The shriek with which Midge recoiled was echoed this time by Nathalie. They had entered the fatal room; the lamp still burned on the table, and its light fell full on the livid and purple face of the dead woman. Dead! Yes, there could be no doubt. Murdered! Yes, for there stood the open and rifled box which had held the money.

"She's killed, Rob Nettleby! She's murdered!" Midge cried, rushing headlong from the room; "but he can't have got far. I heard him going out. Come!"

She was down the stairs with wonderful speed, followed by the horrified Nettleby. Midge unlocked and flung open the hall-door, and rushed in the same headlong way out. There was a man under the trees, and he was running. With the spring of a tigress Midge was upon him, her hands clutching his collar, and her dreadful yell of "Murder!" piercing the stillness of the night. The grasp of those powerful hands was not to be easily shaken off, and Rob Nettleby laid hold of him on the other side. Their prisoner made no resistance; he was too utterly taken by surprise to do other than stand and stare at them both.

"You villain! you robber! you murderer!" screamed Midge, giving him a furious shake. "You'll hang for this night's work, if anybody hung yet!
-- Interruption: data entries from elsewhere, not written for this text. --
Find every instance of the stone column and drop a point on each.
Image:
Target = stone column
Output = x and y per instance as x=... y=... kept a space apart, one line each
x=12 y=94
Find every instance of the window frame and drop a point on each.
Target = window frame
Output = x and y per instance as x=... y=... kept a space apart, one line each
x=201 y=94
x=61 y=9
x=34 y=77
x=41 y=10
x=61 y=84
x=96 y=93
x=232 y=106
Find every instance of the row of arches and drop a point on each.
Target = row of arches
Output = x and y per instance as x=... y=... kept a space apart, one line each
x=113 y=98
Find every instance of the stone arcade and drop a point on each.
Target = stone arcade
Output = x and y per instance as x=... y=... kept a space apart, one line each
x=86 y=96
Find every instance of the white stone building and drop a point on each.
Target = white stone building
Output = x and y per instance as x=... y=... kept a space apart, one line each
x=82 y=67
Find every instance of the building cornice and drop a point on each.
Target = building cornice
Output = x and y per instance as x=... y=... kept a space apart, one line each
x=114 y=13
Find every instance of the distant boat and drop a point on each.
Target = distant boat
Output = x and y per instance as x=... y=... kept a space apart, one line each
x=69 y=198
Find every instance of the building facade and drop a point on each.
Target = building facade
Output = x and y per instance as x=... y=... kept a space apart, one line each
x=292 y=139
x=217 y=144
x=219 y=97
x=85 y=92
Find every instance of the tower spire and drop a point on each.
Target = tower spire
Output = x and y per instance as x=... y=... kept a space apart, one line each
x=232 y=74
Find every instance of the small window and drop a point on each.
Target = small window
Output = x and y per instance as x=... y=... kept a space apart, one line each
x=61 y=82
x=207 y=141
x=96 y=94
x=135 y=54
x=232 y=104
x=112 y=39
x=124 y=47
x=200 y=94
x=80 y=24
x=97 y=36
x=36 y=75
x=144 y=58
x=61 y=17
Hold him fast, Rob, while I go and send your brother to Speckport after the p'lice."

The address broke the spell that held their captive quiet. Indignantly endeavoring to shake off the hands that held him, he angrily demanded what they meant.

Rob Nettleby, with a shout of astonishment, released his hold—he had recognized the voice. Midge, too, loosed her grasp, and backed a step or two, and Charley Marsh, stepping from under the shadow of the trees into the moonlight, repeated his question with some asperity.

"Charley!" Midge gasped, more horror-stricken by the recognition than she had been by the murder.

"What the deuce is the matter, Nettleby?" Charley demanded, impatiently. "What is all this row about?"

"There has been a murder done," said the young man, so confounded by the discovery as to be scarcely able to speak.

"Mrs. Leroy has been murdered!"

Charley recoiled with a white face.

"Murdered! Good heavens! When? By whom?"

"To-night—just now."

He did not answer the last query—he thought it superfluous. To his mind, Charley Marsh was as good as caught in the act.

"And Nathalie! Where is she? Is she safe?"

"She is in Lady Leroy's room."

Charley only waited for the answer, and made a precipitate rush for the house. The other two followed, neither daring to look at the other or speak—followed him up-stairs and into the chamber of the tragedy. All was as it had been. The ghastly and discolored face of the murdered woman was there, even the pillow, horrible to look at. But going partly across a chair as she had fallen, all her golden hair tossed about in loose disorder, and her face white, and fixed, and cold as marble, Nathalie lay near the center of the room. There, by herself, where the dreadful sight had first struck her, she had fainted entirely away.